No nation can long exist with an economy half Communist and half free. And yet this is what Wladyslaw Gomulka has tried to bring off in Poland. Being a Communist, he did not intend it that way either, but had to react to the situation of Poland’s arrested revolution of October 1956. His compromising never sat well with the diehards of the Stalinist era, who believed in tough and tidy centralized control. Gomulka allowed more local authority for factory managers and town bosses, and peasants were permitted to abandon the collective farms to till their own plots—and did so with such fervor that only 12% of Polish agriculture is now collectivized. The mixture has been unstable since it began, and last week, as Poland suffered from another of its perennial economic setbacks, Gomulka sent for the old tough crowd.
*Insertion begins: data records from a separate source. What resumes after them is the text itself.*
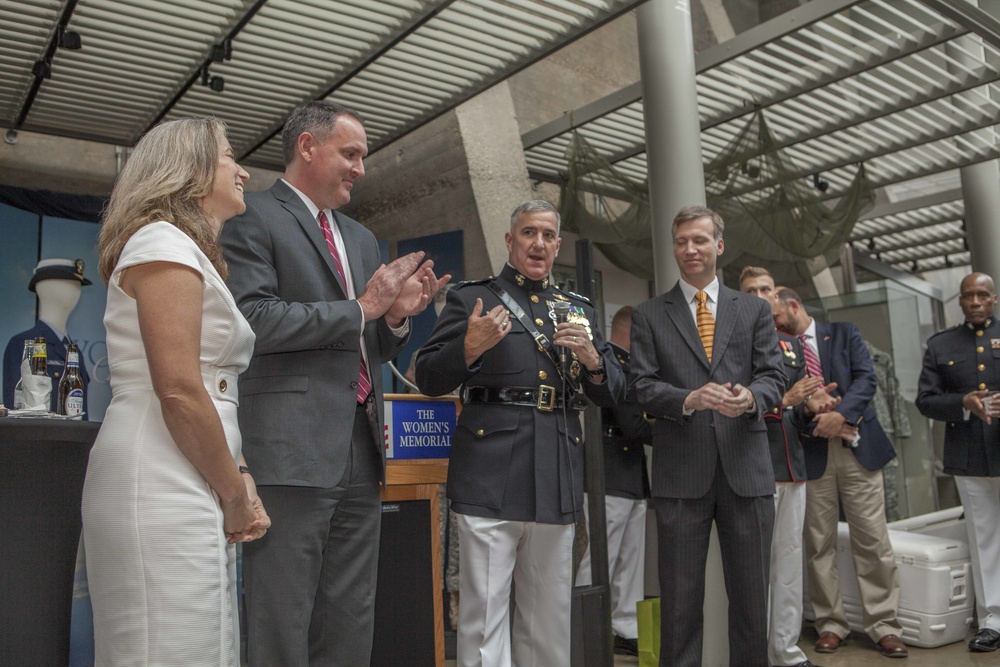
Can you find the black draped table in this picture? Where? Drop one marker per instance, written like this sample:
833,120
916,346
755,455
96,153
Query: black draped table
42,466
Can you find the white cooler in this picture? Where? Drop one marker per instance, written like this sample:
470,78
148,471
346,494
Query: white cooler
936,602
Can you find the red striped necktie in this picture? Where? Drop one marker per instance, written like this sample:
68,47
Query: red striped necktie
813,367
364,381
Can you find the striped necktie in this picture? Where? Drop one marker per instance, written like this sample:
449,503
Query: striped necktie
706,323
813,367
364,381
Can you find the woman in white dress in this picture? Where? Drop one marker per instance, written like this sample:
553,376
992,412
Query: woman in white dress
167,494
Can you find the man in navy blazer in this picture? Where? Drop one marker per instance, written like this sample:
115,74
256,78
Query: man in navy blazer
708,390
845,450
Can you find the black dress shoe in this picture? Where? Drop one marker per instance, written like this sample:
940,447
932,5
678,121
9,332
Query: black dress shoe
985,641
625,646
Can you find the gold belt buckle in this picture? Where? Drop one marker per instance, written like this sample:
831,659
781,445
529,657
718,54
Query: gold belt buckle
546,398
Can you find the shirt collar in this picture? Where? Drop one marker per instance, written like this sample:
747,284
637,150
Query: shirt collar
690,290
313,209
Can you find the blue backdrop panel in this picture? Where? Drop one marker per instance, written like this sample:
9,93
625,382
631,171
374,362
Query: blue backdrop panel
73,239
18,256
446,251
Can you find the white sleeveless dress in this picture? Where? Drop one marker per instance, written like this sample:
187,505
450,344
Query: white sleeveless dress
162,578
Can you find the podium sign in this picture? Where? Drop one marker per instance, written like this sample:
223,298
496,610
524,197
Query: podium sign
419,429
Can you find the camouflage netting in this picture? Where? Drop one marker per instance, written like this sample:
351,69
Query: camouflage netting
774,216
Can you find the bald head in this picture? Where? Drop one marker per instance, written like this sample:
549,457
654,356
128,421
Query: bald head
977,297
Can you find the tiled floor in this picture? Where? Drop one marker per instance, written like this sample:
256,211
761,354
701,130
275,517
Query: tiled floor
859,651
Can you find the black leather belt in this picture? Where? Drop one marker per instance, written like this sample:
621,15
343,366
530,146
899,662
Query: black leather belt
544,397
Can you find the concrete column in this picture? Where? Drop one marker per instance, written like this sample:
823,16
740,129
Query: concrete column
498,172
677,179
981,191
673,131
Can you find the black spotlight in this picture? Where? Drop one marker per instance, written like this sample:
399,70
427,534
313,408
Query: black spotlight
42,69
69,39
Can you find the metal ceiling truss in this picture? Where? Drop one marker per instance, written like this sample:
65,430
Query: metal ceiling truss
400,63
910,88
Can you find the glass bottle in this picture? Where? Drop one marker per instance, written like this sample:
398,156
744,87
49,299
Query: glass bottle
71,385
39,358
29,346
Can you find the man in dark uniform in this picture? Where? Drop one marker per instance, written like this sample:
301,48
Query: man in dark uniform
805,397
958,385
57,282
515,477
626,483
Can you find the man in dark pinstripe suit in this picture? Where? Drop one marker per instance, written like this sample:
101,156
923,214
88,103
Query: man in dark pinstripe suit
708,391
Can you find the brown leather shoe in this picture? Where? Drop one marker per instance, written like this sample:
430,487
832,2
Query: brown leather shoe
892,647
827,642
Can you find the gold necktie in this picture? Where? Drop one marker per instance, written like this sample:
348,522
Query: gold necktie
706,323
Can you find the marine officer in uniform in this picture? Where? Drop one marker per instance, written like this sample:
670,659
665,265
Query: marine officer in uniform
515,477
806,397
626,483
958,385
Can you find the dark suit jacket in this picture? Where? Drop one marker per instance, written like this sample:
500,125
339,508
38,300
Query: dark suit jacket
507,461
669,362
783,426
959,360
298,396
846,361
55,350
626,434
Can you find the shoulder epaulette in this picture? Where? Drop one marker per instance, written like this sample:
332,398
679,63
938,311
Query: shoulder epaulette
466,283
579,297
948,330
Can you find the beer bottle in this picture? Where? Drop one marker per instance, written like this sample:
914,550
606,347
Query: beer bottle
71,385
39,358
29,347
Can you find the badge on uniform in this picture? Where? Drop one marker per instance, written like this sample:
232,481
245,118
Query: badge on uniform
576,314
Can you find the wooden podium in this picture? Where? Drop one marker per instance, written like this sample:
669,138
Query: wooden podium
418,479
The New Crowd. Into a post as Deputy Premier went Eugeniusz Szyr, longtime Stalinist and admirer of Red China’s

Great Leap Forward techniques, who once was denounced by Gomulka himself for his mistakes as chief economic planner from 1954 to 1956. Another deputy premiership went to Julian Tokarski, the pre-Gomulka Minister of Motorcar Industry whose clumsiness in rebuffing worker demands led to the Poznan riots of June 1956. A third advocate of harsh centralized controls, Moscow-oriented Tadeusz Gede, was elevated to a prominent post in the State Economic Planning Commission.
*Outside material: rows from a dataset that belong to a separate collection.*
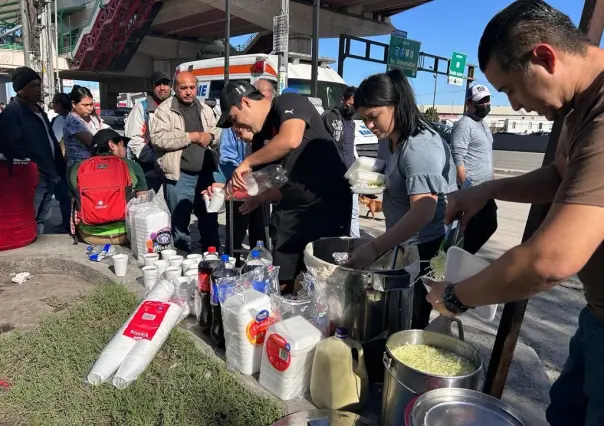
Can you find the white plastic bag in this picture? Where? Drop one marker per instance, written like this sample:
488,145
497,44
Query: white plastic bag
246,316
118,347
287,357
148,225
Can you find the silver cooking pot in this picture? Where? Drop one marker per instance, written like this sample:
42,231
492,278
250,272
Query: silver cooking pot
371,304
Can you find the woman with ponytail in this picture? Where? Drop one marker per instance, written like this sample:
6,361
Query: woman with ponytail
81,124
419,174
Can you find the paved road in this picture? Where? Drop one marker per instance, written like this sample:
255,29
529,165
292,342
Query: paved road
516,161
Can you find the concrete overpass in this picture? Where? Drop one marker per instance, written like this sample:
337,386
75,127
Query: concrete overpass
121,43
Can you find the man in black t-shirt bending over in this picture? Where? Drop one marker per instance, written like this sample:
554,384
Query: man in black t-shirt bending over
317,201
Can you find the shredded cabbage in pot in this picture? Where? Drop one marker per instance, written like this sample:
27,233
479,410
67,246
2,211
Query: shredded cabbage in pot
431,360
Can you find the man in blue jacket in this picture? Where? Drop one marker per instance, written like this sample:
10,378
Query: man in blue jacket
25,124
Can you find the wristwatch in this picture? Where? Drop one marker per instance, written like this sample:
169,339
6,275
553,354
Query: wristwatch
451,302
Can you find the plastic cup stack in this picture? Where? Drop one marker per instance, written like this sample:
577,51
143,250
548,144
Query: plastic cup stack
173,272
150,258
189,264
168,253
161,266
150,275
120,264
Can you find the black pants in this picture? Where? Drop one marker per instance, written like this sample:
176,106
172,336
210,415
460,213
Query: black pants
481,227
421,307
254,222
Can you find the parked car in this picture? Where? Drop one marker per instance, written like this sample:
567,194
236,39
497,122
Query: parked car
443,130
115,117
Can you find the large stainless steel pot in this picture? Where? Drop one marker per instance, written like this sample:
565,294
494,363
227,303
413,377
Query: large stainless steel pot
370,304
403,384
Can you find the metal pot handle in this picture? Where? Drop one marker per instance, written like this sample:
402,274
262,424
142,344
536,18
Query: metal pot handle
388,364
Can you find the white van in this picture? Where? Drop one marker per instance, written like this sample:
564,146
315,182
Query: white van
250,68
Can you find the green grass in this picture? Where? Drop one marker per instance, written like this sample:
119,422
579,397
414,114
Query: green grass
47,369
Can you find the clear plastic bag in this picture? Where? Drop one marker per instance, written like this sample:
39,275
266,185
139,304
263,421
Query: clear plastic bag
270,177
246,315
148,225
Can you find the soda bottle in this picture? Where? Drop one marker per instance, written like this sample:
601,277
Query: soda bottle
223,270
256,264
203,310
264,254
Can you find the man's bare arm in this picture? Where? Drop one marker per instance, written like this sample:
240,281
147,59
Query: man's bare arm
560,248
538,186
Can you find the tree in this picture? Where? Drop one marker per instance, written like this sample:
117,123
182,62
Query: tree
431,115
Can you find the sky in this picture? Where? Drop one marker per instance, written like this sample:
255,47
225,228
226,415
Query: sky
442,26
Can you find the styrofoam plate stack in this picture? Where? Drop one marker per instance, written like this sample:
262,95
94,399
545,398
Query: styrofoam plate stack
287,357
245,318
146,224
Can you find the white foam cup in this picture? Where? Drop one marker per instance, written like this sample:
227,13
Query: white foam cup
150,258
120,264
150,275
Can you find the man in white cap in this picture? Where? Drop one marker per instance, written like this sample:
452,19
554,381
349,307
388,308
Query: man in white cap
472,149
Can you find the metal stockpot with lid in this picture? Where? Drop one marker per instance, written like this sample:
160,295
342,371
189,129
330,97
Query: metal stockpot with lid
403,384
369,303
462,407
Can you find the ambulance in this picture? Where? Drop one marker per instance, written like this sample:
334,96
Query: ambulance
251,68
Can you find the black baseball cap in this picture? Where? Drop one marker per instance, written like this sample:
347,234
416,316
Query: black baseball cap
158,76
103,137
230,96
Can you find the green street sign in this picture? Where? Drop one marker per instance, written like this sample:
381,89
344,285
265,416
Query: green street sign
457,69
404,53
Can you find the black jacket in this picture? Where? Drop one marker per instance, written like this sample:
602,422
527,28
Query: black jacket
27,136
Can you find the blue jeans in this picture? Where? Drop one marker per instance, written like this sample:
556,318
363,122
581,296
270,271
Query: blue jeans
183,198
577,397
355,230
43,202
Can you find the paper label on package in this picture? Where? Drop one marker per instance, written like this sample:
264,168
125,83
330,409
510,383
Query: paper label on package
277,350
146,320
256,329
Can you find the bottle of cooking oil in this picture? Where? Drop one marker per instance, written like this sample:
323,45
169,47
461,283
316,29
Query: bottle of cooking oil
339,376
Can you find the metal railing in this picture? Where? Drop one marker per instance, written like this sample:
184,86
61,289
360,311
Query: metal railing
243,47
72,36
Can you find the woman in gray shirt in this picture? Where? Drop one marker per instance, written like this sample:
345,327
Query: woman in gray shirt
420,172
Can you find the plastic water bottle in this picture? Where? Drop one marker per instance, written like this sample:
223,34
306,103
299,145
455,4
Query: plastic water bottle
223,270
203,310
264,254
258,265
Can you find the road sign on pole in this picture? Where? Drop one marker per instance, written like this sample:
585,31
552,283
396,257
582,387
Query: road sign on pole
403,53
280,33
457,69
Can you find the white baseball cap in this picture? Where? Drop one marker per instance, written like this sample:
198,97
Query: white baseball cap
477,92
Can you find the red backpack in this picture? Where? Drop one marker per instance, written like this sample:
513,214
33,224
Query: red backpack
103,189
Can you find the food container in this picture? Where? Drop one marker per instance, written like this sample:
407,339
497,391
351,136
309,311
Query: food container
403,384
461,407
371,304
369,178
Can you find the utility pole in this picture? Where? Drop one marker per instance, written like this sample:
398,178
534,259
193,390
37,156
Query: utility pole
227,41
25,33
314,73
434,97
284,51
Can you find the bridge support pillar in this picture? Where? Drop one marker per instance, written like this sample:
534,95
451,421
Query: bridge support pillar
108,99
3,94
As a scapegoat for his economic problems. Gomulka fired Minister of Agriculture Edward Ochab, once a Stalinist too, but later a collaborator of Gomulka’s in liberalizing agriculture. Ochab had been home barely a week from a trip to the U.S. when the blow fell (he got a new post in the party secretariat). By implication, he was blamed for the colossal meat mess this year that has left Poland, once a substantial food exporter, hardly able to feed itself. To make matters worse, inflation is a major threat, largely because of higher bonuses and wages that factory chiefs have been allowed to grant on their own initiative. Bungling Warsaw planners pegged meat prices so low that workers, with extra money to spend, ate more and more. At the same time, farmers’ profit margins on livestock were reduced to the point where incentive to raise animals was almost destroyed. In 1959’s second quarter, meat consumption increased 14% while production slumped 6.3% below 1958. Hastily, Gomulka raised meat prices 25%, but it was too late. Long queues now form daily before near-empty butcher shops, and meatless Mondays have been decreed in Warsaw.
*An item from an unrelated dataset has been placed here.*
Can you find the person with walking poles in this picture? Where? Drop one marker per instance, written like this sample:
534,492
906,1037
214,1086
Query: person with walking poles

Risk of Trouble. Poland is in further trouble in its foreign trade. Although sales of coal, the nation’s biggest export, have slumped sharply, Poland’s imports are soaring. The balance of payments deficit—$142 million last year—rose to $120 million in the first six months of 1959 alone.

Apparently Gomulka hopes to seek his cure in a return to the doctrinaire methods of the Stalinists, but he can only do so at the grave risk of political upheaval. Many a loyal Gomulka supporter is beginning to grumble. One of them, 41-year-old Politburo Member Jerzy Morawski, one of Gomulka’s closest lieutenants, turned in his resignation last week at news that the old tough crowd was back.